Using the highest-energy laser system in the world, physicists briefly subjected solid hydrocarbon samples to pressures up to 450 megabars, meaning 450 million times Earth’s atmospheric pressure at sea level.
That’s equivalent to the pressures found in the carbon-dominated envelopes of a rare type of white dwarf star – some of the densest objects in the known Universe. It could help us to better understand the effect those pressures have on changes in the stars’ brightness.
Most of the stars in the Universe will end their lives as a white dwarf, including our Sun. As they reach the end of their main-sequence, hydrogen-fusing days, they’ll puff out into red giants, eventually ejecting most of their material out into space as the core collapses into a white dwarf – a ‘dead’ star no longer able to support fusion.
White dwarfs are dense. They can be up to around 1.5 times the mass of the Sun, packed into a sphere the size of Earth. Only something called electron degeneracy pressure keeps the star from collapsing under its own gravity.
At around 100 megabars of pressure, electrons are stripped from their atomic nuclei – and, because identical electrons can’t occupy the same space, these electrons supply the outward pressure that keeps the star from collapsing.
This pressure doesn’t just influence how compressible the material is, it also decreases the opacity of the plasma ionised by the loss of electrons. And the links between these properties are described by the material’s equations of state, which also can be used to calculate such properties as the temperature profile and rate of cooling.
There are, however, some disagreements in equation of state (EOS) models for extreme pressures; for white dwarf stars, the EOS models along what is known as the shock Hugoniot – the curve that plots the increase in pressure and density under compression – can vary by 10 percent.
This can be a problem when trying to understand the fundamental properties of the Universe, because white dwarf stars should be quite predictable. Although they shine, the light is only from residual heat, not fusion, and their cooling rate can therefore be used as a sort of clock to confirm the age of the Universe, for instance, and the ages of the stars around them.
So this is what the research team is trying to resolve, using the laser system at the Lawrence Livermore National Laboratory’s National Ignition Facility (NIF).
“White dwarf stars provide important tests of stellar physics models, but EOS models at these extreme conditions are largely untested,” said physicist Annie Kritcher of the Lawrence Livermore National Laboratory.
“NIF can duplicate conditions ranging from the cores of planets and brown dwarfs to those in the centre of the Sun. We’re also able in NIF experiments to deduce the opacity along the shock Hugoniot. This is a necessary component in studies of stellar structure and evolution.”
The experimental set-up consisted of a small, solid, one-millimetre hydrocarbon (plastic) bead inside a hollow gold cylinder about the size of a pencil eraser called a hohlraum. This was then irradiated with 1.1 million joules of ultraviolet light delivered by the lasers, which created a uniform X-ray bath heating the plastic sphere to nearly 3.5 million Kelvin.

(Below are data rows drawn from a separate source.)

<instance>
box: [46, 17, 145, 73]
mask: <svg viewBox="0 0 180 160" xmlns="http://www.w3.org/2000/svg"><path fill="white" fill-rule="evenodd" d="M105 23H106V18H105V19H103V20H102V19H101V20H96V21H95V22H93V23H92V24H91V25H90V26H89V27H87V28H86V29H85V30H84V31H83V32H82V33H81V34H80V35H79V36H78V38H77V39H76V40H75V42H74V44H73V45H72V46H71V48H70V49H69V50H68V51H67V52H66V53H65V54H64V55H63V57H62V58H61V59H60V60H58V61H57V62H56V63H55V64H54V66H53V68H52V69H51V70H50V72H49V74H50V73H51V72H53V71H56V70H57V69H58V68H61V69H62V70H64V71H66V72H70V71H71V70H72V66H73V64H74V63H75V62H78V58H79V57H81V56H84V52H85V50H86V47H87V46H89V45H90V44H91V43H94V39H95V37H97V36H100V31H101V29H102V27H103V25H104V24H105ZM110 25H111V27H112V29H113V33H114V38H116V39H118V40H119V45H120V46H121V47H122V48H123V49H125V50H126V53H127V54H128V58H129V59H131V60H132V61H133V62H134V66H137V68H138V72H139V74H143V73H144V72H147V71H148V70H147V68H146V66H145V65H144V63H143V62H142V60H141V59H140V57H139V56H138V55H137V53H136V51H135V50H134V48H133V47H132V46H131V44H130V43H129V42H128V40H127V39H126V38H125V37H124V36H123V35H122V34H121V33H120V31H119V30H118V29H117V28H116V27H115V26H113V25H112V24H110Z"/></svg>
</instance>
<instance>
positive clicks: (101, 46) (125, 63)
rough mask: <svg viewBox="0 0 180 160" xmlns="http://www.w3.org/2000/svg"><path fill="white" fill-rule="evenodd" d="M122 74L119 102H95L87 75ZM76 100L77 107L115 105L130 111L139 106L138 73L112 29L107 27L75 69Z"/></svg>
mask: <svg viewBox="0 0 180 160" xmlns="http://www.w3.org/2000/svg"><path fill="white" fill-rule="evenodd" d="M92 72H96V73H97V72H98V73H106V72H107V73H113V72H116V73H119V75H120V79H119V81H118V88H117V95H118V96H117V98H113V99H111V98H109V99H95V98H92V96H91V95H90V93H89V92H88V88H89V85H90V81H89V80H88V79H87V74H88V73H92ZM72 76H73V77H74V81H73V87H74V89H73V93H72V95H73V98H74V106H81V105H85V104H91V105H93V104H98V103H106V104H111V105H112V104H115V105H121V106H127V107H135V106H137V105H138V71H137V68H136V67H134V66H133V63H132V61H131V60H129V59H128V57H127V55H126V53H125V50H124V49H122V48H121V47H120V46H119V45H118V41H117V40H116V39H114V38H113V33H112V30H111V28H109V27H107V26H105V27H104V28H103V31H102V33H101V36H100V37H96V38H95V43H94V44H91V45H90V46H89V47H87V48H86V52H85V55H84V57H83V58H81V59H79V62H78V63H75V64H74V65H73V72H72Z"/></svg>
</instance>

The outer layer of the bead was destroyed through ablation, which created a spherical ablation shockwave travelling up to 220 kilometres per second that converged spherically, resulting in increasing pressure as it propagated through the bead.
By the way, all this happened extraordinarily quickly – the shockwave took just 9 nanoseconds to traverse the entire sample – but, using X-ray radiography, the research team was able to record the shock Hugoniot, measuring pressures of 100 megabars on the outside of the bead to 450 megabars by the time it reached the middle.
The pressure inside Earth’s core is 3.6 megabars. And, previously, the highest pressure achieved in this kind of controlled experiment was 60 megabars.
The pressure generated in their experiment, the team said, is consistent with the carbon envelope – the convection region surrounding the core – seen in what are known as “hot DQ” white dwarfs. These are relatively rare; unlike ordinary white dwarfs, whose atmospheres are composed primarily of hydrogen and helium, hot DQs have primarily carbon atmospheres, and they’re unusually hot and bright.
Some of them also pulsate as they spin, resulting in brightness variations. To understand these pulsations and model them, we need an accurate understanding of how the matter in the star behaves under pressure.
In addition to X-ray radiography, the physicists used X-ray Thomson scattering to measure the electron temperature and degree of ionisation in the sample. It, too, turned up hot DQ.
“We measured a reduction in opacity at high pressures, which is associated with a significant ionisation of the carbon inner shell,” Kritcher said.
“This pressure range along the Hugoniot corresponds to the conditions in the carbon envelope of white dwarf stars. Our data agree with equation-of-state models that include the detailed electronic shell structure.”
What this means is that the ionisation ultimately makes the material more compressible than models that don’t have electronic shells. This places new constraints on the compressibility and opacity of the carbon envelope in hot DQs, which in turn can contribute to a better understanding of their properties and evolution. All this, from a lab experiment on our own planet. 
The research has been published in Nature.